# How to get IT job in Australia ??



## mdjunaidali (Apr 6, 2015)

Hi Friends,

This is Junaid. I have got PR for Australia and searching for job in Australia from India as I don't want to quit my job and go to Australia and then do job search. 

I have applied through some Australian job websites, but did not get any response.

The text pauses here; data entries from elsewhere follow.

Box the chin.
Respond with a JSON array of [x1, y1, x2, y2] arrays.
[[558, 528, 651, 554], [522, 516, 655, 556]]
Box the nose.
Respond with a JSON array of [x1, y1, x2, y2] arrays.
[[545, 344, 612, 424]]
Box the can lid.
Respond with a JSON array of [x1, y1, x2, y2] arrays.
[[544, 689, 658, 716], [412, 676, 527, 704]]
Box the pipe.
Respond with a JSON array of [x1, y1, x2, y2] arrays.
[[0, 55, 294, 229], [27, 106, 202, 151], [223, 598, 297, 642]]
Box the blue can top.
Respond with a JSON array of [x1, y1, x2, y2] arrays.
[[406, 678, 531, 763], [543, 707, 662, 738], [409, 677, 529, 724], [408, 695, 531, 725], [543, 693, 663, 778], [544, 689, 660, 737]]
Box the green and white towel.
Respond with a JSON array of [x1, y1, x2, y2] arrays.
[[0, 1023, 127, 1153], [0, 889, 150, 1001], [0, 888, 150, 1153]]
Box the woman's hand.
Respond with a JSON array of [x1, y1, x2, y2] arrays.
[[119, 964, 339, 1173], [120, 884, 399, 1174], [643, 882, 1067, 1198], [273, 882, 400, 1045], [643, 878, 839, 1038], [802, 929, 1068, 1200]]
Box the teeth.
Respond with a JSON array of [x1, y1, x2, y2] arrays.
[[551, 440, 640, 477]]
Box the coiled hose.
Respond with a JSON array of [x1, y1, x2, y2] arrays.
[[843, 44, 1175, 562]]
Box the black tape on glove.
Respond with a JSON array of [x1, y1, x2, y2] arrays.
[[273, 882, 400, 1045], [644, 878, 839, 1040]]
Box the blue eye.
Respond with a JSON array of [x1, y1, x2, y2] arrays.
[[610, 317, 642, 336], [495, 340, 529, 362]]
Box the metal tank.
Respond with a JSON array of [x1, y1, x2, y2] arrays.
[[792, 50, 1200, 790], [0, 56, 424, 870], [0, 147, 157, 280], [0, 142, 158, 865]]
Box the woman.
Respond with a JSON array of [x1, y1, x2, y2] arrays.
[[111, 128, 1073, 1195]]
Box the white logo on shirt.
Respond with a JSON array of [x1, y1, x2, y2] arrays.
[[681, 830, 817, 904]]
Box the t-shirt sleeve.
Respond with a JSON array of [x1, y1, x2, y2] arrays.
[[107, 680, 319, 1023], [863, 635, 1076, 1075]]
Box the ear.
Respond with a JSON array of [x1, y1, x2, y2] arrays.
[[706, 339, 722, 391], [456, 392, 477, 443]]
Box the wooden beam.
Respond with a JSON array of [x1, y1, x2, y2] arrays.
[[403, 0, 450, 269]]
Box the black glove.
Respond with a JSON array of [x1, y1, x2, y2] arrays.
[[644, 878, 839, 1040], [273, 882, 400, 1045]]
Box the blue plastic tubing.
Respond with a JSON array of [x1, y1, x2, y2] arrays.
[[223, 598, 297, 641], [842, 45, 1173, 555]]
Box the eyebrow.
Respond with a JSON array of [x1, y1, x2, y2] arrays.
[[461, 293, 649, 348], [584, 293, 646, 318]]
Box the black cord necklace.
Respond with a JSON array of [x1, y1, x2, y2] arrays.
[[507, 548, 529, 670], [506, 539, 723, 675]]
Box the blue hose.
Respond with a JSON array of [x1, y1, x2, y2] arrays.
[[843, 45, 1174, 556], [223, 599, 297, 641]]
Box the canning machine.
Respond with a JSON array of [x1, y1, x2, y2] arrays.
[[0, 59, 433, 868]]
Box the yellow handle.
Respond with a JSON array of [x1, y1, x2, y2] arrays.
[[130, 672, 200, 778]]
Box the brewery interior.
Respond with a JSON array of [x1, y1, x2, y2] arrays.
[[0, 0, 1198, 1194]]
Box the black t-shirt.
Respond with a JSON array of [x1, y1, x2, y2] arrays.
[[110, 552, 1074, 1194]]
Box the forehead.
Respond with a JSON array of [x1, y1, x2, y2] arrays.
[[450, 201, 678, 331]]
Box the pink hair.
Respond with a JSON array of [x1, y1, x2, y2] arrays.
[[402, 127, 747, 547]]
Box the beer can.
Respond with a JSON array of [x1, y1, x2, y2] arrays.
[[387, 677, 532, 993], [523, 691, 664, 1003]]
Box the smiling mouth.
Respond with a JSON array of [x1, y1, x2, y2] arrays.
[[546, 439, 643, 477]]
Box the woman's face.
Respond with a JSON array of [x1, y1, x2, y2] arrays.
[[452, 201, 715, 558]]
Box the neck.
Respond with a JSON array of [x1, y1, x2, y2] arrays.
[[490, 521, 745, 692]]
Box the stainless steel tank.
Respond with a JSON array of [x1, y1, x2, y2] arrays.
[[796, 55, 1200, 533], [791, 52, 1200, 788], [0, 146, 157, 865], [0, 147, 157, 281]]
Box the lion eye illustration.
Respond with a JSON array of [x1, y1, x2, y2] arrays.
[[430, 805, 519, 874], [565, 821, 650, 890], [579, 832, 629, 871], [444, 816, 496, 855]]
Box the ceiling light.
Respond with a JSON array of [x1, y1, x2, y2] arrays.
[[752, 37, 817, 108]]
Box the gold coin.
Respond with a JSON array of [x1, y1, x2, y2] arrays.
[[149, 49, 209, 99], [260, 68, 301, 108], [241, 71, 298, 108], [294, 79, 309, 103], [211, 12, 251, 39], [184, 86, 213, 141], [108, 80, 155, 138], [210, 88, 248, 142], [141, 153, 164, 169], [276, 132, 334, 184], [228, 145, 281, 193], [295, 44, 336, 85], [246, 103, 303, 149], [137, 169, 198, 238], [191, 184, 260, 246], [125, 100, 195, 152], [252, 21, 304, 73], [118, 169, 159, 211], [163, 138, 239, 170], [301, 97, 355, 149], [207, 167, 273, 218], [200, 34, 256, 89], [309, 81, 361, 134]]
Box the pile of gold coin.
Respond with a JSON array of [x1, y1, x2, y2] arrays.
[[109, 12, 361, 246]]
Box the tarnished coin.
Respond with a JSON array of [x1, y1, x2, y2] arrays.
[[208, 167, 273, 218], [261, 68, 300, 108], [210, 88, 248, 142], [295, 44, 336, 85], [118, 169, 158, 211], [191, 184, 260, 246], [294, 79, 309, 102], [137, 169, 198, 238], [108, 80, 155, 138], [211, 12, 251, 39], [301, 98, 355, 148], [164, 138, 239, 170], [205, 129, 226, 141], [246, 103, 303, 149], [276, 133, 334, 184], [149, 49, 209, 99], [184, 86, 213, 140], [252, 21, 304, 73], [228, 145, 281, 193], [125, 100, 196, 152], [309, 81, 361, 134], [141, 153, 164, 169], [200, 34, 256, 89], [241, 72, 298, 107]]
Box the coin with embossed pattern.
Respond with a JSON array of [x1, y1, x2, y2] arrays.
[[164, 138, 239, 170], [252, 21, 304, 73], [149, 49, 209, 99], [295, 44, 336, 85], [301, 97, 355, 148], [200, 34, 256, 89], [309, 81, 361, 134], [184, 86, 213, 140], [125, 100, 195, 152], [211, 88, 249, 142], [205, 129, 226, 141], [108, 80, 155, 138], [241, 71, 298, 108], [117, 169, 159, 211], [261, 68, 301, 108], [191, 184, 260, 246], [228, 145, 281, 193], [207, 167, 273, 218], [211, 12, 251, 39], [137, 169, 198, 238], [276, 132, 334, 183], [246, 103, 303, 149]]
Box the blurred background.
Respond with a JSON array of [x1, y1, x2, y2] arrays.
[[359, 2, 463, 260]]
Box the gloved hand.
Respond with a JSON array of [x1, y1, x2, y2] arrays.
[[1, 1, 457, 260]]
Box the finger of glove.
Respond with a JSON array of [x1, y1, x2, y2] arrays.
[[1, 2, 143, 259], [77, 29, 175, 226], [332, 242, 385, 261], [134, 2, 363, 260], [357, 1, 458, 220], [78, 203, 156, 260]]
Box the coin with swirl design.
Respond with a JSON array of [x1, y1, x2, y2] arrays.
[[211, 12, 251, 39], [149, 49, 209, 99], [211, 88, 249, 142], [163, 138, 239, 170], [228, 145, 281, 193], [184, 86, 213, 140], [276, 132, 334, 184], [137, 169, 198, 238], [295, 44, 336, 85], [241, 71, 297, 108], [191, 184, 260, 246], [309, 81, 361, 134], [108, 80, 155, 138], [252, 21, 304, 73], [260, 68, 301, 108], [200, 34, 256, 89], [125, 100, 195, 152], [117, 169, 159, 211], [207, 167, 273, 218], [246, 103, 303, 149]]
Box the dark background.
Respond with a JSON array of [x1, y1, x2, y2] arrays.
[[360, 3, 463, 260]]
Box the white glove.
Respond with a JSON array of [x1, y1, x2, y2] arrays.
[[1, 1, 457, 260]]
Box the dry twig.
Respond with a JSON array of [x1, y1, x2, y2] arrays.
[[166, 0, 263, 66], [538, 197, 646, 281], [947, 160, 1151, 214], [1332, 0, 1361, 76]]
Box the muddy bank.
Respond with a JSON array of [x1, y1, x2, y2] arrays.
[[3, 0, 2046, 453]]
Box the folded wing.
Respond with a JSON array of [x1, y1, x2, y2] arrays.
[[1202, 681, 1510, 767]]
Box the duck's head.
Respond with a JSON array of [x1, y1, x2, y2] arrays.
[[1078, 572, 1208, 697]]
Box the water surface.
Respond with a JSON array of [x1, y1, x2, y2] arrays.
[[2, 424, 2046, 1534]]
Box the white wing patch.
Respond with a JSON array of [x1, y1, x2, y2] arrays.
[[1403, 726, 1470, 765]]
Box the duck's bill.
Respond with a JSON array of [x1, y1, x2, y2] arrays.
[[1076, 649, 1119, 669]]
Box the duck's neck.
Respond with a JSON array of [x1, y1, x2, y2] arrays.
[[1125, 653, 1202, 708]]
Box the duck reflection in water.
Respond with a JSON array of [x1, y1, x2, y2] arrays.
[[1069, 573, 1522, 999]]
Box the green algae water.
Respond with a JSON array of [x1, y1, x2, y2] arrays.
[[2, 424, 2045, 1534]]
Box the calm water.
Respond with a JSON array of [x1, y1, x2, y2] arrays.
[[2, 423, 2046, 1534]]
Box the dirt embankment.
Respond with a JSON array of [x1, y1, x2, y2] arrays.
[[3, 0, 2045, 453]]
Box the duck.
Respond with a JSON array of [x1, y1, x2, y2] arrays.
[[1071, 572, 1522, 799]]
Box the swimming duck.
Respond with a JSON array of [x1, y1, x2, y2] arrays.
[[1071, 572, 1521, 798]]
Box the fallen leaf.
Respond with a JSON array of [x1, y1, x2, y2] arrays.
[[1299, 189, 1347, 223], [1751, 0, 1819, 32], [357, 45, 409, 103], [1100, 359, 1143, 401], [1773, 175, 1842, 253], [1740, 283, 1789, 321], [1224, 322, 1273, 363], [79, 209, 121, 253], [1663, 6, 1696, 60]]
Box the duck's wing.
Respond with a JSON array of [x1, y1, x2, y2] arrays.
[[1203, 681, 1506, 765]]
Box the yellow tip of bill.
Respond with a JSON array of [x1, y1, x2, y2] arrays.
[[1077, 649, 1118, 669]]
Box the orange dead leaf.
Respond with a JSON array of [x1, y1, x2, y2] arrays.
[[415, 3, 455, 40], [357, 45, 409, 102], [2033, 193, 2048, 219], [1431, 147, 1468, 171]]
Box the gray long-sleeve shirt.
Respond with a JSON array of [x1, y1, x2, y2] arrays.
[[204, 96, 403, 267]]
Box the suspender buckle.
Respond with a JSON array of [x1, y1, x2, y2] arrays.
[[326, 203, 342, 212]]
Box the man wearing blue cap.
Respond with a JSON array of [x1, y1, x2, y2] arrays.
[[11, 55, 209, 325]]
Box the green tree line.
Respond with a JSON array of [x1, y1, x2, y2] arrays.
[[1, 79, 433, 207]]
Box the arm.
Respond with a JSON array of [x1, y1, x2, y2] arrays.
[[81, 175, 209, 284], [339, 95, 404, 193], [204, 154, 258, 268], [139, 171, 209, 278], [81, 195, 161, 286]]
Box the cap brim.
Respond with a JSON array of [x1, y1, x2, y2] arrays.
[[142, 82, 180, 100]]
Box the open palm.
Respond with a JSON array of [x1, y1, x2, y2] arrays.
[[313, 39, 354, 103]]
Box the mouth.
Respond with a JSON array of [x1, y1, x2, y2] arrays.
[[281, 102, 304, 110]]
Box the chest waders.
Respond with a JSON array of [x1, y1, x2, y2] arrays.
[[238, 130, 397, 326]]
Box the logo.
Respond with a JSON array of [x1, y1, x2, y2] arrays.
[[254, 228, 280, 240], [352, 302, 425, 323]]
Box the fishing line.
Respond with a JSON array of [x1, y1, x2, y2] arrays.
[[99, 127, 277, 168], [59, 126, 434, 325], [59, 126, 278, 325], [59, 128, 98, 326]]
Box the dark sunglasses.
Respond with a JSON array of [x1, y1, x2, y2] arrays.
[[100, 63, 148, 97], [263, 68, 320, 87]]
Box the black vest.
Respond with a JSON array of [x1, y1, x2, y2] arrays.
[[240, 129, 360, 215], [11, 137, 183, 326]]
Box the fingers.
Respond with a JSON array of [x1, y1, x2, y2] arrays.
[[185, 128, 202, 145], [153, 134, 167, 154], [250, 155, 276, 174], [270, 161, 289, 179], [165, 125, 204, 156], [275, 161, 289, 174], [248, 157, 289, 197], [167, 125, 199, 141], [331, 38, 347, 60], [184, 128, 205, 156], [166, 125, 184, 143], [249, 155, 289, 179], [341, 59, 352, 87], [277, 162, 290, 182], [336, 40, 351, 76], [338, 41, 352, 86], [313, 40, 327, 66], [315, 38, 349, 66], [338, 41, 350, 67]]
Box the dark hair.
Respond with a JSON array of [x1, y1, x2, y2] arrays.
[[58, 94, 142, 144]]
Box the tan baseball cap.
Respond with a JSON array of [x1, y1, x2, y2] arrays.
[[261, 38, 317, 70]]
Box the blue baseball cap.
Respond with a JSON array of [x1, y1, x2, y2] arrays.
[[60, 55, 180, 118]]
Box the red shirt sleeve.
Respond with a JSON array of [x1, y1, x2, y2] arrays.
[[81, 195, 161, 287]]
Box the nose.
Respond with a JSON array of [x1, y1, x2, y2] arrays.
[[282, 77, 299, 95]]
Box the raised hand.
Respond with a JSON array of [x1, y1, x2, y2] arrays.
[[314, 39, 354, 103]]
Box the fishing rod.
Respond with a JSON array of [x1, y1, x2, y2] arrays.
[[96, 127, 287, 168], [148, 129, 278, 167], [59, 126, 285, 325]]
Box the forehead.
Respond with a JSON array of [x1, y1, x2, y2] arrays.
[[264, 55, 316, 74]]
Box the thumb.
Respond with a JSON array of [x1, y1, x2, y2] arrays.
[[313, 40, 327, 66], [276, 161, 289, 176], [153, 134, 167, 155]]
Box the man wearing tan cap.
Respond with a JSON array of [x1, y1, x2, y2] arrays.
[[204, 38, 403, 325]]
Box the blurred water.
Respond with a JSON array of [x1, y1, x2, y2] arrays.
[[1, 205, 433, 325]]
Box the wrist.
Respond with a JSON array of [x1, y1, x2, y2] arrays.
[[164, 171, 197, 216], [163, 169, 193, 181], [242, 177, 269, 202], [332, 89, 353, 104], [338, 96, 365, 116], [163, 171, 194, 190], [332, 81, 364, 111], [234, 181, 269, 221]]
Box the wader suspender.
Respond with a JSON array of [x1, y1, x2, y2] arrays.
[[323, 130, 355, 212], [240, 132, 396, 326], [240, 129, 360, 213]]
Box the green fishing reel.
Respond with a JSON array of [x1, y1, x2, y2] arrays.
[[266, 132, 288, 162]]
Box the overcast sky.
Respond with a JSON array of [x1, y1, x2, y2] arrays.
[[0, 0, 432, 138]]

My Skill set are : SAP BO, SAP BI/BW, SAP HANA, Oracle sql PLSQL, unix, SAP BODS

If anybody knows how to apply for jobs, please share your thoughts OR if comes to know of any requirement in the above skills, please mail me at mdjunaidali at gmail dotcom

Thanks a lot
Junaid


----------



## Mish (Jan 13, 2013)

It is very rare for someone to get a job without being in Australia.


----------



## kani (Nov 24, 2014)

hi.. you can have a PR of Australia and still stay in India. Is that possible? I am planning to apply for Austrailan PR too.. please guide..


----------



## AusIndo (Apr 28, 2015)

mdjunaidali said:


> Hi Friends, This is Junaid. I have got PR for Australia and searching for job in Australia from India as I don't want to quit my job and go to Australia and then do job search. I have applied through some Australian job websites, but did not get any response. My Skill set are : SAP BO, SAP BI/BW, SAP HANA, Oracle sql  PLSQL, unix, SAP BODS If anybody knows how to apply for jobs, please share your thoughts OR if comes to know of any requirement in the above skills, please mail me at mdjunaidali at gmail dotcom Thanks a lot Junaid


Hi Junaid

It's very challenging to secure a position in Australia without having an Australian working experience or not physically being in Australia.

I understand how you feel by not wanting to quit your job before securing one in Australia but then again sometimes you have to bite the bullet and give it a good go!

Moving to another country requires committed adjustments - whatever you decide, don't do it half heartedly!

Wish you all the best!


----------